The Collective(36)
I scan the crowd for my new friend with the clear-framed glasses and the Western wear, hoping I’m able to recognize her. For the past week, she and I have been openly and purposefully chatting on a Bachelor subreddit called Pilot Pete Belongs with Alayah. But beyond that, I know nothing about her other than her first name. Wendy. Her name is Wendy. I think about what I said to Luke, about meeting new people who know me for who I am rather than what I’ve lost. A partial truth. I am who I am because of what I’ve lost. I can’t change that, and so I have found new friends who are as burned and shaped and redefined by loss as I am.
“Camille!” Wendy is standing up. She’s saved us a table for two near the TV, and she says my name so loudly, it cuts through the music and the whoops and the chattering voices. More than half the bar turns to look at us.
I smile, like someone smiling at an audience. Then I rush at my new friend Wendy and embrace her as though we’ve known each other for years.
WENDY DRINKS TOO much. It’s intentional—part of our script. But she is getting so shit-faced, it concerns me. She and I have a long evening ahead of us.
We’re well into the last half hour of the show, and here at the Wild Rose it’s gotten increasingly rowdy, all of us fans cheering for our favorite contestants and booing the ones we hate and chugging our drinks whenever anyone on-screen says, “She’s here for the wrong reasons,” “at the end of the day,” or, of course, “journey.”

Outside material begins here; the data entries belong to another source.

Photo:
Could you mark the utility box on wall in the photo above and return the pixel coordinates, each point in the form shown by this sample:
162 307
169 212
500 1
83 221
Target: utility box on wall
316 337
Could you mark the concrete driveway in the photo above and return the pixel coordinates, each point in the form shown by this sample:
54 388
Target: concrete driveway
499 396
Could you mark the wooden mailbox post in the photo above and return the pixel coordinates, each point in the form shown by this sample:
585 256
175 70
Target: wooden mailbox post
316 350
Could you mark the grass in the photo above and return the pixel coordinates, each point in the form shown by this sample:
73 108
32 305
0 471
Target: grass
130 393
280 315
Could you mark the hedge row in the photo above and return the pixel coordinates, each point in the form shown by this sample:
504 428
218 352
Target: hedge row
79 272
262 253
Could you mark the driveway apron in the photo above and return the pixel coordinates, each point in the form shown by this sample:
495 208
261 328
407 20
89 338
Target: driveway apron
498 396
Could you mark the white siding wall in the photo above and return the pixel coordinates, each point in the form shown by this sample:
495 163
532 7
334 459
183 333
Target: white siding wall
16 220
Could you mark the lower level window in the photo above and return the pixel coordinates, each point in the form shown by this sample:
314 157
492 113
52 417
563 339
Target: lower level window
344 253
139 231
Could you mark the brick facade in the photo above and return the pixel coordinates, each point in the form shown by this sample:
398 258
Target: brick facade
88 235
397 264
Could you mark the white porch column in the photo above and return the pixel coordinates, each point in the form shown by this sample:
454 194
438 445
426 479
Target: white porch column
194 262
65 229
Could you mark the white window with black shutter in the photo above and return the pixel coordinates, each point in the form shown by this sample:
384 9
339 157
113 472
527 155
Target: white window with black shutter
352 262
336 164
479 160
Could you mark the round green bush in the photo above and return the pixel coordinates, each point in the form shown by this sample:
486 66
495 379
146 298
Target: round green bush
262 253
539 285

But even in this Bachelor bedlam, Wendy stands out. Half an hour ago, I had to break up a fight between her and another woman over whether or not Victoria P. is surgically enhanced (Wendy was Team Yes and apparently felt so strongly about that, she was willing to “take this outside”). And now that Alayah has returned to set the record straight with Pilot Pete about what a scoundrel Victoria P. is, my Reddit friend has gone into overdrive again, standing up at the table and screaming at the screen, “Tell it, bitch! Tell it like it’s the last thing you’ll ever tell anyone!” as shushes erupt all around her.
“Can you please control your friend?” says a woman at the next table. “I can’t even hear what’s going on.”
I look up at Wendy, who has just polished off her fourth Final Rose. I’m midway through my first glass of wine, which I doubt I’ll finish. “Hey, take it easy. People are trying to watch.”
“Camille, come on.” She drains the rest of the glass and slams it on the table, sending shards of ice flying. “It’s Alayah’s moment of truth.”
“Quiet down!” shouts someone at another table.
“You quiet down!” Wendy hollers. It sparks a mini-riot, the women in the bar yelling at Wendy as Alayah’s fellow contestants yell at her—a strange mirror image, though Wendy gives it back a lot better than Alayah does.
“Get her out of here!”
“Hey, fuck you, it’s a free country!”
“Sit down and shut up!”
“Don’t you tell me to shut up, bitch! I’m a paying customer!”
She’s going to get us kicked out of here. She’s supposed to. For reasons unknown to me, that’s part of the script too. My guess is, we’re building an alibi. But I didn’t expect her to be this disruptive. I’m having flashbacks to my own behavior at the Brayburn Club, and I’m half-expecting a bouncer to grab Wendy and wrestle her to the floor.
The show is ending now, TO BE CONTINUED . . . at the bottom of the screen. Alayah will live to see another week, but, because of Wendy’s antics, no one’s been able to hear how. Someone throws a glass of wine at Wendy, and her jaw drops open. I gape at her, the purple stain spreading down the front of her white shirt like a gunshot wound. She whirls around, red-faced. “What the fuck?” But then the bartender is at our table in her evening gown, arms crossed over her chest, one of the hunky waiters standing behind her. “Excuse me,” she says quietly.
“You’re going to pay my dry-cleaning bill, you piece of—”
“Excuse me. I’m going to have to ask you ladies to leave.”
Wendy collapses into her chair. “Why?”
“Well, for your own safety, for one thing.”
Wendy says, “I think I’m gonna throw up, Camille.”
“Oh Jesus,” the waiter says.
I turn to Wendy. “You think you can make it outside?”
“Maybe.”
I lean over, and she puts her arm around me. “I got her,” I tell the bartender. “I’ll give her a ride home.”
The table next to us starts slow-clapping as I pull Wendy to her feet. She’s broad shouldered and strong, with about five inches on me in those cowboy boots. I’m struggling to hold her up.
“I’ll help.” The bartender puts her hand on Wendy’s shoulder, and Wendy flings her other arm around the waist of her glittery gown, the remains of her drink still in her hand, red droplets flying.
As we move past the bar and to the front door, the whole room claps us out.
We have another assignment after this. I’ve yet to know the details—Wendy supposedly has a burner phone that will receive them as texts, one by one, throughout the evening. According to 0001, the assignment is better accomplished with two people, but from the looks of things, I’m going to have to drive Wendy home, take the burner, and do it alone.